Валентин Распутин
1
Случай Распутина — самый странный в советской и постсоветской литературе: его поздние тексты (и проза, и публицистика) бросают отсвет на ранние шедевры и мешают ими наслаждаться, как раньше, но высокое качество его прозы, написанной до 1979 года, остаётся бесспорным. Велик соблазн уже в этой прозе найти корни его будущего духовного переворота, который привёл к последствиям поистине катастрофическим, — но ведь Распутин и в последние годы не утратил художественного дара: некоторые рассказы девяностых и нулевых по-настоящему сильны, и слышен в них тот же мученический, отчаянный голос. Пожалуй, нет более наглядной иллюстрации к мысли о том, что семидесятые годы, при всей их зловонной затхлости, были самым плодотворным периодом российской истории за весь ХХ век. В семидесятые Распутин мучился — но мог состояться; в девяностые он надломился непоправимо. Может быть, есть своя ужасная правда в словах Виктора Пелевина: «Выяснилось, что чеховский вишнёвый сад мутировал, но всё-таки выжил за гулаговским забором, а его пересаженные в кухонные горшки ветви каждую весну давали по нескольку бледных цветов. А сейчас меняется сам климат. Вишня в России, похоже, больше не будет расти».
Но как же так? Ведь Распутин очень не любил советскую власть, почему же крах Советского Союза был им воспринят так болезненно? Вероятно, беда в том, что советская власть была убита чем-то ничуть не лучшим, а скорее значительно худшим; или, как сказала Майя Туровская, на смену советскому пришло не русское, а мёртвое. И то, чем одержим был поздний Распутин, — тоже было продиктовано не любовью, а ненавистью. В 1979 году можно было написать «Прощание с Матёрой», а в 1995-м — нет.
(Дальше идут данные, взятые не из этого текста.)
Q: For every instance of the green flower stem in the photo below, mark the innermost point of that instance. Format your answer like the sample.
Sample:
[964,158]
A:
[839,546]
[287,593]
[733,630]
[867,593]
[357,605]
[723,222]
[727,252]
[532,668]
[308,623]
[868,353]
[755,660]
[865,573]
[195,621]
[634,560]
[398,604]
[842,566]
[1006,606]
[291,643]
Вообще же Распутин явился не столько воспеть, сколько отпеть. Все его лучшие тексты — «Деньги для Марии», «Последний срок», «Живи и помни», «Прощание с Матёрой» — о гибели женщины: в начале советской эпохи Блок написал поэму о гибели молодой красавицы — Распутин отпевал старух. Трудно в «Последнем сроке» не увидеть метафору России. Вероятно, прав был Валерий Попов, сказав в 1989 году: «Это не ренессанс, а реанимация». И реанимация, прямо скажем, не очень получилась, так что если тут и начнётся что-то новое — оно будет совсем не похоже на старое; да и непонятно ещё, какой ценой начнётся.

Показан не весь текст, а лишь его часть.